Reportage

Election – Les gagnants de la campagne

D’où viennent les fonds de campagne électorale, personne ne sait. Par l’observation, certains candidats utilisent plus de moyens pour parvenir à ses fins

Louer des hélicoptères autour de 2000 euros par heure.
Un exercice de haut vol qui n’est pas à la portée de tous les candidats. Les candidats peuvent survoler un lieu ou une région en quatre heures. Ce ne sont que les candidats qui possèdent des moyens qui peuvent se permettre de survoler tout le pays, chaque jour. Les candidats sont censés demander l’autorisation de location d’hélicoptère , deux mois avant, auprès de l’Aviation civile de Madagascar (ACM). La plupart des hélicoptères ont été importés de l’Afrique du Sud. Onze hélicoptères étrangers survolent l’espace aérienne malgache. Pour pouvoir entrer dans le territoire malgache, les pilotes ont d’abord suivi des consignes auprès de l’entreprise Sky service pour le climat et la carte géographique. « L’autorisation est délivrée par l’ACM. Le plan de vol est exécuté par l’entreprise Sky services», a-t-on informé une source. D’après un renseignement auprès de Sky Service, une heure de vol est évaluée à 2 200 euros hors TVA, soit 8 800 000 ariary. Un candidat peut survoler les régions qu’ils veulent côtoyer pendant deux heures. Deux heures coûtent déjà 17 600 000 ariary. En un mois, l’argent alloué à la location d’hélicoptère s’élève à 264 millions d’ariary. D’après une source anonyme, un hélicoptère suivent un plan de vol. Les programmes des candidats sont déjà établis à l’avance. Il ne s’agit pas de partir d’abord dans le Sud et revenir dans le Nord. Pour gagner plus de région et alléger les dépenses, si les candidats rendent visite à une région, ils profitent aussi à retrouver ces partisans sur les districts environnants. «  Si le candidat décide de rencontrer la population de la région Sava, il traverse Antalaha, Vohémar et Sambava ainsi que les parties du Sud Est », d’après l’explication d’une source anonyme.

Partisans ou non

Le bain de foule suscite l’attention de la population. Convaincus ou pas convaincus, partisans ou non, les gens récoltent de l’argent juste pour animer la propagande. D’après les informations recueillies auprès des personnes sources qui ont requis l’anonymat. Ces personnes reçoivent
5 000 à 25 000 ariary quotidiennement. Ceux qui parcourent le centre-ville au-dessus des voitures obtiennent beaucoup plus d’argent que les autres. Chaque fokontany possède un lieu de ralliement pour l’organisation. D’après un responsable de point de ralliement, le côté financier reste confidentiel, mais ils recrutent des personnes pour faire le tam-tam dans toutes les rues chaque jour. Des personnes restent fidèles et profitent de cette occasion pour faire un peu d’argent durant un mois. Lors de grand rassemblement, les partisans ne reçoivent pas d’argent mais viennent juste par conviction. « J’ai assisté pleinement à des rassemblements des candidats. Certains n’achètent pas la volonté des gens pour les épauler dans leur campagne mais dépendent du propre désir de leurs partisans. Il existe un candidat, parmi les trente six qui se présentent à l’élection présidentielle, qui ne convoque pas ses partisans, en leur proposant de l’argent. Même si ce candidat peut trouver des sources d’argent pour sa propagande, il préfère convoquer ses partisans par leur propre volonté afin de ne pas avoir une dette morale ».

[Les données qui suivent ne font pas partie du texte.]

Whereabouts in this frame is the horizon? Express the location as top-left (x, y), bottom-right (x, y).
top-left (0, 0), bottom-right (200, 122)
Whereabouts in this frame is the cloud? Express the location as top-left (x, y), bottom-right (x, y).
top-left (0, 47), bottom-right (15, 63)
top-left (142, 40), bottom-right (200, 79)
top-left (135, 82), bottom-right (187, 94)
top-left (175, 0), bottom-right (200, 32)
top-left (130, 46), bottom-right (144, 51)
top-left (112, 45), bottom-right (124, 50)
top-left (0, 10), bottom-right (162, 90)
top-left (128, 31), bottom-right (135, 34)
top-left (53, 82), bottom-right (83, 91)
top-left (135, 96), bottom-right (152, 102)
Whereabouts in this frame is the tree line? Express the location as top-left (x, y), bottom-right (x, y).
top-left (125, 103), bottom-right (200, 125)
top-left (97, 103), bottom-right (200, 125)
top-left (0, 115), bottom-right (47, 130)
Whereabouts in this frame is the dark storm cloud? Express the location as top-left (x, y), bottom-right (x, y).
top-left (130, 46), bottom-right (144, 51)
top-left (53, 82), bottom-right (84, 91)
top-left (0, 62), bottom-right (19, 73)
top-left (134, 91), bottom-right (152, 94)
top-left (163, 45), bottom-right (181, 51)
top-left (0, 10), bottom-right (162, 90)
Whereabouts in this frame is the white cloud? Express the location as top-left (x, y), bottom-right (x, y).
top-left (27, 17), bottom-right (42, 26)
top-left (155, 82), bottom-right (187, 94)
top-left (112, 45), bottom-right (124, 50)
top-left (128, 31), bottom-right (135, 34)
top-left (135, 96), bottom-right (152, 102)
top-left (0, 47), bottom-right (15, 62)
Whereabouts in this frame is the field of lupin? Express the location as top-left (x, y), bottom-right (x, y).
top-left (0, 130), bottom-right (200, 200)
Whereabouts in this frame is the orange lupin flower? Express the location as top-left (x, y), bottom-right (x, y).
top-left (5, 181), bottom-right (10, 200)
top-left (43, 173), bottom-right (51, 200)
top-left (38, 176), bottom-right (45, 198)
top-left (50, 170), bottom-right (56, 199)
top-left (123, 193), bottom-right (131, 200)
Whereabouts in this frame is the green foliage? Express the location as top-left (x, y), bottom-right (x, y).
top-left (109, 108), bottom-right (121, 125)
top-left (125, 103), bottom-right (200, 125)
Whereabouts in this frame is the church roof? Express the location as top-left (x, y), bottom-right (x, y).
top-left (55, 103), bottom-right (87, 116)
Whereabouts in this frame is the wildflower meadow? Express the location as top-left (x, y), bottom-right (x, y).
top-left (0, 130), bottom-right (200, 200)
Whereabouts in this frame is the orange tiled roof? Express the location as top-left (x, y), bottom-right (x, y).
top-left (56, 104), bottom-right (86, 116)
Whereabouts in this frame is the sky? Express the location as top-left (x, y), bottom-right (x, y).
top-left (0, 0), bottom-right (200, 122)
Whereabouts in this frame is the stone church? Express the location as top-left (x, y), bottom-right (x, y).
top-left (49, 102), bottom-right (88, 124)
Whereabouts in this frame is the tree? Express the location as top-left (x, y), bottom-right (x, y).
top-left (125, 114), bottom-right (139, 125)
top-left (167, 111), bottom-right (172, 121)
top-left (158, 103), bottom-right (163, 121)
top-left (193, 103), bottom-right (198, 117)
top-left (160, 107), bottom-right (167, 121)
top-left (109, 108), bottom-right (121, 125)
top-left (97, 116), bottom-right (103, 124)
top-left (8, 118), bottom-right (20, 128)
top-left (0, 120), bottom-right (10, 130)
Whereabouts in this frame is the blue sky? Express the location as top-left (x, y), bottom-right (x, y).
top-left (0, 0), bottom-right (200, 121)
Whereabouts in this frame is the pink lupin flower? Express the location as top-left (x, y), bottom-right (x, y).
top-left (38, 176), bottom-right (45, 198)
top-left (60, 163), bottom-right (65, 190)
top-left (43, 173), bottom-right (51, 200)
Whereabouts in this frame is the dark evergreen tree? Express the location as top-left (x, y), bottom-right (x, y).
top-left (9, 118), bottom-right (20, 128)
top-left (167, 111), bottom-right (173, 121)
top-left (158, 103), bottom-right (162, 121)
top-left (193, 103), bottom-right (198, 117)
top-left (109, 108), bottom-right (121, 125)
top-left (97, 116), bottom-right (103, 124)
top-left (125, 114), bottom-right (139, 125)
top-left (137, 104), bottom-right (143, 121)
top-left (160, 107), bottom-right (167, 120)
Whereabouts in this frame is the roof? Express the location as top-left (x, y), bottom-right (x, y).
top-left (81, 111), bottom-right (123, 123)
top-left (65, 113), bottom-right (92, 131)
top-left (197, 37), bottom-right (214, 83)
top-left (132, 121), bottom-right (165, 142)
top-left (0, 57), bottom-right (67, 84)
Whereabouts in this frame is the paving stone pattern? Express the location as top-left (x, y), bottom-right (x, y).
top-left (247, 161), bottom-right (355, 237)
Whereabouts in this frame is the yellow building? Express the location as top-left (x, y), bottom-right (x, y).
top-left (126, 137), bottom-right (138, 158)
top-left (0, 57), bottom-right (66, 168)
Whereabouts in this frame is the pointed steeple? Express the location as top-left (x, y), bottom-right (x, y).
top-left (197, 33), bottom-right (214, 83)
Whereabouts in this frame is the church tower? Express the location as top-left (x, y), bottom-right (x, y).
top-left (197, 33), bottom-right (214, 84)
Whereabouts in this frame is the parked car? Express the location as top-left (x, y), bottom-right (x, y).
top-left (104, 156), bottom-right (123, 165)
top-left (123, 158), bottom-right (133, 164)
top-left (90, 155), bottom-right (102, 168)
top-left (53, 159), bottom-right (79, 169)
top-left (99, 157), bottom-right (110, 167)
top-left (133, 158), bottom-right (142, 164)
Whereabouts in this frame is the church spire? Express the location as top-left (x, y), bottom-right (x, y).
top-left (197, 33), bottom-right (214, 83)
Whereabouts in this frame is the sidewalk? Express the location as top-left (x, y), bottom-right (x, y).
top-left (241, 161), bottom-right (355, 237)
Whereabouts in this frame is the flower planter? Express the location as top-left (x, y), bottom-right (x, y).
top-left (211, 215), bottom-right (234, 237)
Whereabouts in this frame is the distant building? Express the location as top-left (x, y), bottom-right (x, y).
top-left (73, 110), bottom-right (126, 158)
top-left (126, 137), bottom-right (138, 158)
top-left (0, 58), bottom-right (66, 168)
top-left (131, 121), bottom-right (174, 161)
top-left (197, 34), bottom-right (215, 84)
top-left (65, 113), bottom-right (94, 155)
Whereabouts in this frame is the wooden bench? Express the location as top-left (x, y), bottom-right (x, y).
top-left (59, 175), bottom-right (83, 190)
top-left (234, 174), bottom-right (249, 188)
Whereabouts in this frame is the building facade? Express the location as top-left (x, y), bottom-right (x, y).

Aucun bénéfice pour les sérigraphes

La plupart des sérigraphes du centre-ville n’ont pas tiré des bénéfices par rapport à la campagne électorale, cette année. Le marché extérieur a pris tous les marchés d’accessoires pour la propagande. « Les tee-shirts et les casquettes ainsi que les banderoles ont été exportés de Chine »,
affirme un responsable de point de ralliement à Besarety. Les commandes de tee-shirt sont très peu. « Nous n’avons jamais de fortes demandes de conception de tee-shirt pour la propagande jusqu’à maintenant. Les organisateurs ne commandent pas de tee-shirt, sauf s’ils sont en rupture de stock. Mais nous ne nous engageons pas sur des commandes où nous ne pourrons en tirer
aucun bénéfice. Nous n’avons jamais fait de banderole ni d’ affiche pour le moment », affirme un gérant de sérigraphie à Ambohijatovo. L’impression des photos de candidats coûte 1 000 ariary, or, les organisateurs veulent des prix encore moins chers. Lorsque les candidats optent pour un grand rassemblement à Antananarivo, plusieurs personnes proposent des impressions de la photo des candidats qu’ils adorent.
Le prix des photos imprimées sur les tee-shirts
reste 1 000 ariary, comme prix de gros. Mais, si les impressions se font une à une alors, le prix est de 1 500 ariary.